Calendar Man – Week of 6/20

Wait a minute! How can I be doing a Calendar Man when I’m on vacation? Magic! Well, magic and future posting. Due to the fact that this column was written before the Sunday ads came out, the deals section is going to be limited. Sorry kids, but you’ll have to do some deal hunting of your own this week.

There’s actually a fair amount of stuff coming out this week with Dungeon Siege making its return, Shadows of the Damn making its debut and F.3.A.R. 3 making the despoiling of anagrams its life’s mission. Oh, and I think there’s a Zelda remake or something out for the 3DS. If you listen closely, you can hear angels singing. Angels and people who have done nothing with their 3DS except gaze longingly at the 3D Pokedex.

Enough yammering. I’ve a beach to get to. Hit it!

New Releases
By the time you read this, The Legend of Zelda: Ocarina of Time 3D will already be out, even earlier so for our European friends. I’m torn. I don’t like the idea of supporting remakes but everything I’ve read says it’s awesome. I don’t know. It’s not like the game is going anywhere. I think I have time to decide.

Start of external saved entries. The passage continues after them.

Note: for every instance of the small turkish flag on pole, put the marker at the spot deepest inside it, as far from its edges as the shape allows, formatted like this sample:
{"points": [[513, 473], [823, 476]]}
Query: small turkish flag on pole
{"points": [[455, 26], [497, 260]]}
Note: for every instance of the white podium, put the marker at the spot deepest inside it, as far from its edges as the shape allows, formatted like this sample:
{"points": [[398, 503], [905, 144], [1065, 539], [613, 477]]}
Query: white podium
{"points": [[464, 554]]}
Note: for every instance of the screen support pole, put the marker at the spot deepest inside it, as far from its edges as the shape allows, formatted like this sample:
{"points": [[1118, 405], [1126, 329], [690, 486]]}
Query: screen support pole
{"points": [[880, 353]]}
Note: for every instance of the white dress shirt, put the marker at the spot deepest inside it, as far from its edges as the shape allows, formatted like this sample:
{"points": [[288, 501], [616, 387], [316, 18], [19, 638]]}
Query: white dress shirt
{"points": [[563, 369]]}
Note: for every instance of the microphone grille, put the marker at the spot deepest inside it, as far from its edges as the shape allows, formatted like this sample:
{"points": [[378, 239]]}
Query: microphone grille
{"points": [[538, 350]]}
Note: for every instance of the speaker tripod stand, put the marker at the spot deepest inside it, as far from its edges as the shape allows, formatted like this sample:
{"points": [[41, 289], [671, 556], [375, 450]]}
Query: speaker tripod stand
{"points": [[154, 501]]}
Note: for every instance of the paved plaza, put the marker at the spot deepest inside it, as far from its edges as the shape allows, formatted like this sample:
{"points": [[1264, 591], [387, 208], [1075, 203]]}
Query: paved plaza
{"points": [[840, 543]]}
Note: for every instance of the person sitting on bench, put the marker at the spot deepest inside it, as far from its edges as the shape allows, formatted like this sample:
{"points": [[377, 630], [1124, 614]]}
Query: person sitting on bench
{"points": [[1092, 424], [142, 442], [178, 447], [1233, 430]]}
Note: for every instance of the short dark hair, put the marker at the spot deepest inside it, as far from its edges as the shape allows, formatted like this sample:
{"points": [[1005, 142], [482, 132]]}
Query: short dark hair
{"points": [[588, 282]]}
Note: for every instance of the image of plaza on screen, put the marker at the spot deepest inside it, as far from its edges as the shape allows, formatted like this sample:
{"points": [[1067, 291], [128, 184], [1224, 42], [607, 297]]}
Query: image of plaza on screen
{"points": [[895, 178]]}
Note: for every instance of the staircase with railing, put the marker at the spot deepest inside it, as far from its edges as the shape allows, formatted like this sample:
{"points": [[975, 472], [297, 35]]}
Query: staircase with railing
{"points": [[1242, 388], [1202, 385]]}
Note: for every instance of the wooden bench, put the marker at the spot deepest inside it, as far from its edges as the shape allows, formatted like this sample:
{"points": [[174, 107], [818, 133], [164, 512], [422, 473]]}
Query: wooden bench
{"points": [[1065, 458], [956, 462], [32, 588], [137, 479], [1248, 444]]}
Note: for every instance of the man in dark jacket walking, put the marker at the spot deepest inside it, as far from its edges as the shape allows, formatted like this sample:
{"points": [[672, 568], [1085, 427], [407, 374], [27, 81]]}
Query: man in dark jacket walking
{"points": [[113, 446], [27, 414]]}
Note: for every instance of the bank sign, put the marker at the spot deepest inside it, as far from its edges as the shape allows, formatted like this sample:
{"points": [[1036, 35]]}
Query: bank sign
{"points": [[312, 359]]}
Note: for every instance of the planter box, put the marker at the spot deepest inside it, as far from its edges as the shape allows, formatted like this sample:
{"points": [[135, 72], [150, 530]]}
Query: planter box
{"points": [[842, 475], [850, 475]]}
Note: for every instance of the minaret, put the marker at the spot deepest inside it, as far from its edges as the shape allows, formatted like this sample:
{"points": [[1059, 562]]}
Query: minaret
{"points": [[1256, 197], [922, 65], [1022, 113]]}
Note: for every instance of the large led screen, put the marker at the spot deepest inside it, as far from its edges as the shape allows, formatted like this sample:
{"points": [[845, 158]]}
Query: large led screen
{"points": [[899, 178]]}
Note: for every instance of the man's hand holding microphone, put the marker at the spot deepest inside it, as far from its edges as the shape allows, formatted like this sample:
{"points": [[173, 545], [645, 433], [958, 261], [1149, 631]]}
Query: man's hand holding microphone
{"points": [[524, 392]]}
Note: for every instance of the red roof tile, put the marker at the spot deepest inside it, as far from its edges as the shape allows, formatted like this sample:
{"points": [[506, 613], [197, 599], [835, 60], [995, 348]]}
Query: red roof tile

After the horrors of Daggerdale, I may have to give Dungeon Siege 3 a try. The achievements look annoying but early reviews are positive and I haven’t read anything about story crippling bugs, something you usually find in Obsidian games. This is right up my co-op alley, Earth Defense Force is fast approaching so this one may have to wait.

The garage of Cars 2 games come out this week, ushering in a new era of anthropomorphic vehicles. One has to wonder how the Cars got this way. Did they achieve sentience, rise up and kill off the humans, yet still keep human society intact or did they develop in a universe parallel to our own, completely devoid of human contact? These questions, and many others, keep me up at night.

Gods & Heroes: Rome Rising is a new MMO that allows you to have minions, minions culled from both humans and mythological beasts. I gotta think there’d be some simmering tension there between the humans and the minotaurs, what with all of the stomping about and bullfighting. Good luck planning those trust building exercises.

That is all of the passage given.